Merge pull request #263 from dvonthenen/impl-vad-events-speech-start

davidvonthenen · web-flow · commit 231f9161a57d · 2024-01-26T07:32:54.000-08:00
Implements vad_events for SpeechStarted
diff --git a/deepgram/__init__.py b/deepgram/__init__.py
@@ -20,6 +20,7 @@
 from .client import (
     LiveResultResponse,
     MetadataResponse,
+    SpeechStartedResponse,
     UtteranceEndResponse,
     ErrorResponse,
 )
diff --git a/deepgram/client.py b/deepgram/client.py
@@ -21,6 +21,7 @@
 from .clients import (
     LiveResultResponse,
     MetadataResponse,
+    SpeechStartedResponse,
     UtteranceEndResponse,
     ErrorResponse,
 )
diff --git a/deepgram/clients/__init__.py b/deepgram/clients/__init__.py
@@ -13,6 +13,7 @@
 from .live import (
     LiveResultResponse,
     MetadataResponse,
+    SpeechStartedResponse,
     UtteranceEndResponse,
     ErrorResponse,
 )
diff --git a/deepgram/clients/listen.py b/deepgram/clients/listen.py
@@ -36,6 +36,7 @@
 from .live import (
     LiveResultResponse,
     MetadataResponse,
+    SpeechStartedResponse,
     UtteranceEndResponse,
     ErrorResponse,
 )
diff --git a/deepgram/clients/live/__init__.py b/deepgram/clients/live/__init__.py
@@ -9,6 +9,7 @@
 from .client import (
     LiveResultResponse,
     MetadataResponse,
+    SpeechStartedResponse,
     UtteranceEndResponse,
     ErrorResponse,
 )
diff --git a/deepgram/clients/live/client.py b/deepgram/clients/live/client.py
@@ -9,6 +9,7 @@
 from .v1.response import (
     LiveResultResponse as LiveResultResponseLatest,
     MetadataResponse as MetadataResponseLatest,
+    SpeechStartedResponse as SpeechStartedResponseLatest,
     UtteranceEndResponse as UtteranceEndResponseLatest,
     ErrorResponse as ErrorResponseLatest,
 )
@@ -45,6 +46,14 @@ class MetadataResponse(MetadataResponseLatest):
     pass
 
 
+class SpeechStartedResponse(SpeechStartedResponseLatest):
+    """
+    pass through for SpeechStartedResponse based on API version
+    """
+
+    pass
+
+
 class UtteranceEndResponse(UtteranceEndResponseLatest):
     """
     pass through for UtteranceEndResponse based on API version
diff --git a/deepgram/clients/live/enums.py b/deepgram/clients/live/enums.py
@@ -15,5 +15,6 @@ class LiveTranscriptionEvents(Enum):
     Transcript = "Results"
     Metadata = "Metadata"
     UtteranceEnd = "UtteranceEnd"
+    SpeechStarted = "SpeechStarted"
     Error = "Error"
     Warning = "Warning"
diff --git a/deepgram/clients/live/v1/__init__.py b/deepgram/clients/live/v1/__init__.py
@@ -9,6 +9,7 @@
 from .response import (
     LiveResultResponse,
     MetadataResponse,
+    SpeechStartedResponse,
     UtteranceEndResponse,
     ErrorResponse,
 )
diff --git a/deepgram/clients/live/v1/async_client.py b/deepgram/clients/live/v1/async_client.py
@@ -14,6 +14,7 @@
 from .response import (
     LiveResultResponse,
     MetadataResponse,
+    SpeechStartedResponse,
     UtteranceEndResponse,
     ErrorResponse,
 )
@@ -129,6 +130,19 @@ async def _start(self) -> None:
                             metadata=result,
                             **dict(self.kwargs),
                         )
+                    case LiveTranscriptionEvents.SpeechStarted.value:
+                        self.logger.debug(
+                            "response_type: %s, data: %s", response_type, data
+                        )
+                        result = SpeechStartedResponse.from_json(message)

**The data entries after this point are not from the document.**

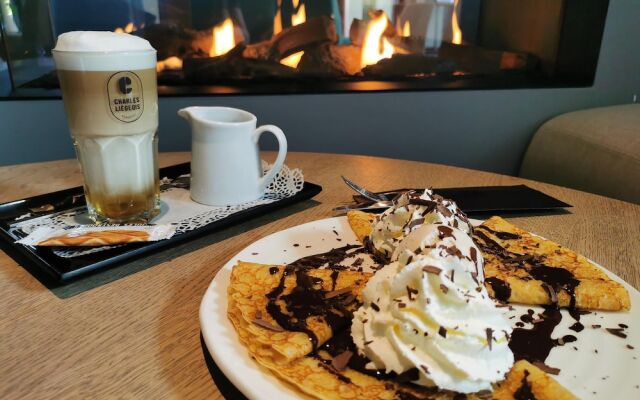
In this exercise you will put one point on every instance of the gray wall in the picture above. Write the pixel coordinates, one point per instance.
(486, 130)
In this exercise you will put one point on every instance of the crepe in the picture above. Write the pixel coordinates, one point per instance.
(247, 293)
(288, 354)
(524, 268)
(526, 379)
(512, 261)
(101, 238)
(360, 223)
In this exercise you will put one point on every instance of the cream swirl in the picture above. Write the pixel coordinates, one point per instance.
(409, 211)
(429, 310)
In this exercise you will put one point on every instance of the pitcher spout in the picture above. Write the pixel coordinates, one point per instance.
(186, 113)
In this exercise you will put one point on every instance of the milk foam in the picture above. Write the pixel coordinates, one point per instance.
(103, 51)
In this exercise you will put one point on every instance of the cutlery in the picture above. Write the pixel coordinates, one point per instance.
(364, 192)
(378, 205)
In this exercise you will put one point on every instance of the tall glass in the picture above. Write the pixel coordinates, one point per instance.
(111, 102)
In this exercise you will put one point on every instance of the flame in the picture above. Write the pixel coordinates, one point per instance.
(375, 47)
(293, 60)
(223, 39)
(277, 19)
(455, 28)
(406, 29)
(169, 63)
(299, 16)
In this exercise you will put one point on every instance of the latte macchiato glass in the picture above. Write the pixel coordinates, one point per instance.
(110, 96)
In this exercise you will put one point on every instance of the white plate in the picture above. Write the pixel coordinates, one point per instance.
(610, 373)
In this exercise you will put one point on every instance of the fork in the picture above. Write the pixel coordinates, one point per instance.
(369, 195)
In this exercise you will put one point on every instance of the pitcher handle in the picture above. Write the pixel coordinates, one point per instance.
(282, 152)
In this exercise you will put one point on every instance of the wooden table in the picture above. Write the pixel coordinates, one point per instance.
(139, 336)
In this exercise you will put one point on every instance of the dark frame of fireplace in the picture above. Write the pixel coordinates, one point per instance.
(575, 64)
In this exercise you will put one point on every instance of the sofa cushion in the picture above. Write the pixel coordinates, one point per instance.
(596, 150)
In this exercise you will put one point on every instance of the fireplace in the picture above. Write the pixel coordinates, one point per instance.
(316, 46)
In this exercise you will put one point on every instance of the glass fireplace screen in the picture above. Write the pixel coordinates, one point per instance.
(302, 46)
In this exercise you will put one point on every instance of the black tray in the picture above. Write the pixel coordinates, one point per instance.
(65, 269)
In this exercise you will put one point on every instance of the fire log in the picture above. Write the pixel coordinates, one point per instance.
(485, 61)
(331, 60)
(314, 31)
(233, 66)
(408, 65)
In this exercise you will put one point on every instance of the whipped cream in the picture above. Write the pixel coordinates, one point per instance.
(429, 310)
(411, 210)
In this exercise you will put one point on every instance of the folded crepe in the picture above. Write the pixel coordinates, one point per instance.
(520, 267)
(315, 369)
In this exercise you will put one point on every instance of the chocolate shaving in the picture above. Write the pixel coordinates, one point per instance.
(444, 210)
(338, 292)
(553, 296)
(442, 331)
(411, 291)
(349, 299)
(431, 269)
(341, 361)
(617, 332)
(42, 208)
(489, 332)
(417, 201)
(546, 368)
(409, 375)
(415, 222)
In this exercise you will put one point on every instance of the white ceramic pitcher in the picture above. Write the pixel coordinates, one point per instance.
(225, 159)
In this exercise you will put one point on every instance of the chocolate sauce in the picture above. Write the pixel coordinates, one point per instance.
(535, 344)
(577, 327)
(308, 298)
(557, 278)
(524, 392)
(501, 289)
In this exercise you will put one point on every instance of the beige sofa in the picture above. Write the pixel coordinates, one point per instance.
(596, 150)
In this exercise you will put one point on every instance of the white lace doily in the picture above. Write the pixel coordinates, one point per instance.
(177, 208)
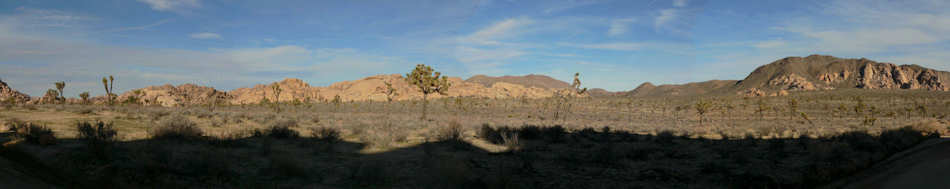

+                        if result is None:
+                            self.logger.error("SpeechStartedResponse.from_json is None")
+                            continue
+                        await self._emit(
+                            LiveTranscriptionEvents.SpeechStarted,
+                            speech_started=result,
+                            **dict(self.kwargs),
+                        )
                     case LiveTranscriptionEvents.UtteranceEnd.value:
                         self.logger.debug(
                             "response_type: %s, data: %s", response_type, data
diff --git a/deepgram/clients/live/v1/client.py b/deepgram/clients/live/v1/client.py
@@ -16,6 +16,7 @@
 from .response import (
     LiveResultResponse,
     MetadataResponse,
+    SpeechStartedResponse,
     UtteranceEndResponse,
     ErrorResponse,
 )
@@ -161,6 +162,19 @@ def _listening(self) -> None:
                             metadata=result,
                             **dict(self.kwargs),
                         )
+                    case LiveTranscriptionEvents.SpeechStarted.value:
+                        self.logger.debug(
+                            "response_type: %s, data: %s", response_type, data
+                        )
+                        result = SpeechStartedResponse.from_json(message)
+                        if result is None:
+                            self.logger.error("SpeechStartedResponse.from_json is None")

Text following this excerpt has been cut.